Neil Zhenqiang Gong

         Ph.D. Candidate
         Computer Science Division
         University of California Berkeley
         Office: 721 Soda Hall

Home                                      Publications                                    Teaching                                    Dataset                                      Press

Google+ Social Networks with Node Attributes

Dataset Summary

This published dataset consisting of 4 Google+ snapshots is a subset of the dataset studied in our IMC'12 paper. Each snapshot includes both directed social structure and node attributes, which can be represented by the following Social-Attribute Network. Snapshots 3 and 4 were crawled after Google+ was opened to the public.

Table I. Dataset summary

#Social nodes #Social links #Attri nodes #Attri links Crawled time TimeID
snapshot 1 4,693,129 47,130,325 991,545 3,644,103 Jul., 2011 0
snapshot 2 17,091,929 271,915,755 3,108,141 14,693,125 Aug., 2011 1
snapshot 3 26,244,659 410,445,770 4,147,389 19,344,382 Sep., 2011 2
snapshot 4 28,942,911 462,994,069 4,443,631 20,592,962 Oct., 2011 3

Dataset Format

Directed social structure

UserIDFrom UserIDTo TimeID
Each line corresponds to a directed link.
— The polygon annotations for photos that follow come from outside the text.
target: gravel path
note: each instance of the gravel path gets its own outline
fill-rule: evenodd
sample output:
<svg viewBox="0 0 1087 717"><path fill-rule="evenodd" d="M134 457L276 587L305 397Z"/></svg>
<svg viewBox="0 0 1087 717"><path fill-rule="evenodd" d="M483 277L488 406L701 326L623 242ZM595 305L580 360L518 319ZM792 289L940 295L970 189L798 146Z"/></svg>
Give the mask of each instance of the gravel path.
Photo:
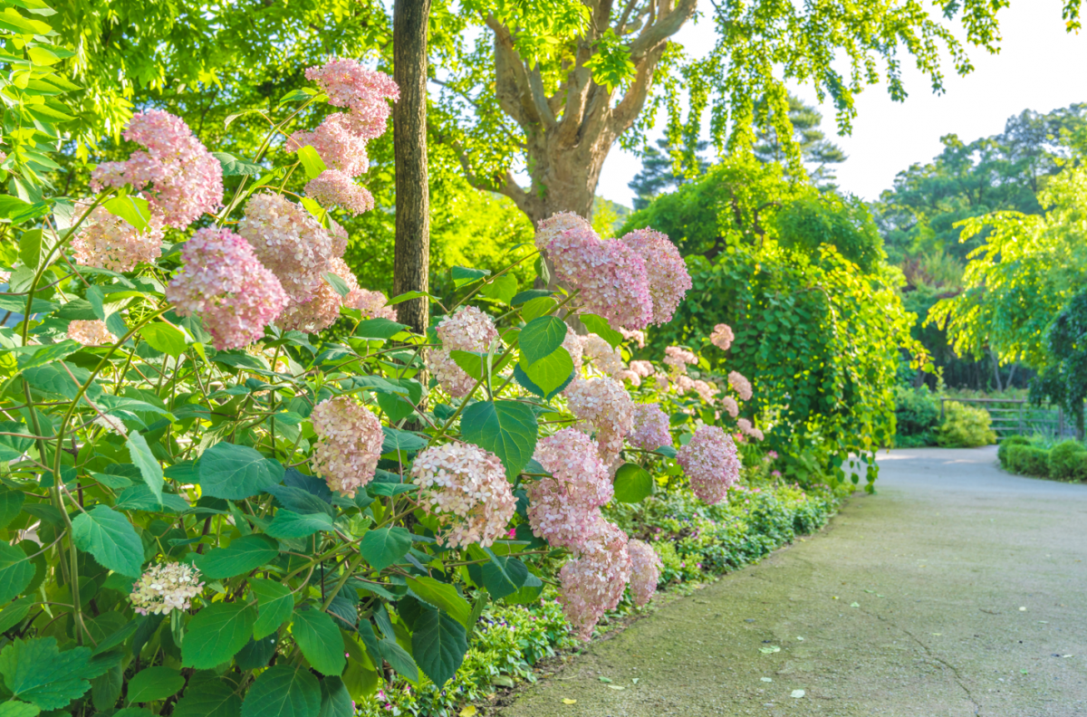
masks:
<svg viewBox="0 0 1087 717"><path fill-rule="evenodd" d="M502 714L1087 716L1087 486L1008 475L994 448L879 465L877 494L823 533L592 645Z"/></svg>

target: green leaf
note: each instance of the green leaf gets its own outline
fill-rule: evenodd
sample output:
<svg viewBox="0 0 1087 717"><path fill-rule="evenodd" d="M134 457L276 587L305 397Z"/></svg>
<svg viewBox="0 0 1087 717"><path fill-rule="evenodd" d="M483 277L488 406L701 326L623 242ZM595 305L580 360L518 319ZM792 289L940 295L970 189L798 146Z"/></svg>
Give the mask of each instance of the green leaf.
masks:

UserIDs are anonimyzed to be integers starting from 0. TimeID is 0, 1, 2 or 3, indicating the snapshot in which this directed link first appears.

Node attributes

UserID AttriID TimeID
Each line corresponds to an undirected attribute link. AttriID are anonimyzed to be negative integers starting from -1. Again, TimeID is 0, 1, 2 or 3, indicating the snapshot in which this link first appears.

Attribute types

AttriID AttriType
Each line corresponds to an attribute. AttriType could be employer, school, major or places_lived.

Reconstructing the tth Snapshot

To obtain the tth snapshot, you should keep all edges whose TimeIDs are less than t, where t=1,2,3,4.


Dataset Release Policy

  • To download the dataset, please send emails to Neil Zhenqiang Gong ( with "[G+ Request]" in the subject. We will tell you the links to download the dataset. In your email, please include the following information (if we don't know each other).

    • Name.
    • Affiliation.
    • Homepage.
    • A short description about what you're going to do with our dataset. Some keywords (e.g., link prediction, attribute inference, evolution) are enough. We don't need to know details.
    The information is needed for verification purpose.
  • If your papers use our dataset, please cite our papers.
  • You're not allowed to further distribute the dataset without our permission.
  • Sending us emails for our dataset implies that you are aware of and agree with the above policies.